Box Hill crane accident puts worksite safety in the spotlight
Much later, when he finally climbed down, he covered his face and wept.
A man in his 40s died and another was left clinging to life after a container of concrete fell from the crane at a worksite in Box Hill, in Melbourne’s eastern suburbs, on Thursday.
The pair were submerged and trapped in the wet concrete after the tub fell on top of them.
A third man was also injured.
Forty firefighters, including specialist search and rescue teams, were called to the scene.
The incident left the Construction, Forestry, Maritime, Mining and Energy Union (CFMMEU) fuming.
“In our industry you don’t often get too many second chances,” Gerry Ayers, the safety boss of the CFMMEU’s Victorian division, said.
“And tragically, that’s been proven again.”
He said seven Victorians had died in workplace accidents across the construction industry since January, and Thursday’s incident should be a wake up call.
“When we come on site and we call for things to be done differently and done safely, that’s the reason,” Dr Ayers said.
“We’re not doing it to be difficult, we’re not doing it to just create a name for ourselves.
“We’re doing it because if we don’t, people end up dying in our industry.”

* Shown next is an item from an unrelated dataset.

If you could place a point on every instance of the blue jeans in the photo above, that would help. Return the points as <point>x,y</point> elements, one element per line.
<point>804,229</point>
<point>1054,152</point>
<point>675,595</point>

Workers on the site, including the crane driver, were “incredibly traumatised”, assistant chief fire officer Brendan Angwin said on Thursday.
The construction union said the crane involved belonged to Clark Cranes, which it said also owned the crane that collapsed on a Richmond construction site in July.
The company declined to comment when contacted by the ABC.
Daily checks and tight regulation
The union said investigators trying to piece together what happened on Thursday would find an industry that appears to be tightly regulated and has a good track record.
Dr Ayers said most crane companies were also “fairly vigilant”.
“There are obviously daily checks which the crane operator goes about and checks all the hydraulics and the cables and all of those things,” he said.
“In this case, we’re not sure what’s gone on.”
In Victoria and in Australia, the crane industry is heavily regulated with several layers of safety protocols in place, according to its peak body.
In addition the daily inspections conducted by cranes operators, who must hold a high-risk work licence, cranes are checked quarterly by maintenance personnel, and annually by independent assessors.
Rigging equipment, including chains, have their own inspection regime and are usually checked daily.
The chains are also bench tested, visually inspected and their degradation recorded.
The Crane Industry Council of Australia, which represents company owners, rigging suppliers and crane manufacturers, said something had gone “awry”.
Its chief executive, Brandon Hitch, said the incident was tragic, but was at pains to point out it was too early to come to any conclusion about what caused the incident.
“There’s a lot of safety built into the industry,” Mr Hitch said.
“Australia is a leader globally in work health and safety and the crane sector is no different.
“While it is tragic, people should find solace in how Australia operates, and I’m saying this as a migrant, [it’s] better than other places in the world.”
Union issues alert on Clark Cranes
On Thursday, the construction union issued an alert to stop using Clark Cranes.
Dr Ayers has also called on WorkSafe to seize the offending crane and undertake a forensic inspection of its operation.
“Because at the moment there would be a question mark hanging over their cranes in terms of their safe operation,” he said.
He has also demanded Clark Cranes do a mechanical inspection of its crane fleet, and urged other companies to do the same.
He called for a more “aggressive” approach to regulation.
“I don’t call these accidents, these are incidents,” he said.
“There are always a number of events leading up to these types of things.
“What we now need to do is try to identify what those events were.
“This industry is going gangbusters, I think we just need to slow down and really take a good hard look at how we’re building and what people are doing, or perhaps what people aren’t doing, just to get the job done.
“It just shouldn’t happen. Not in this day and age.”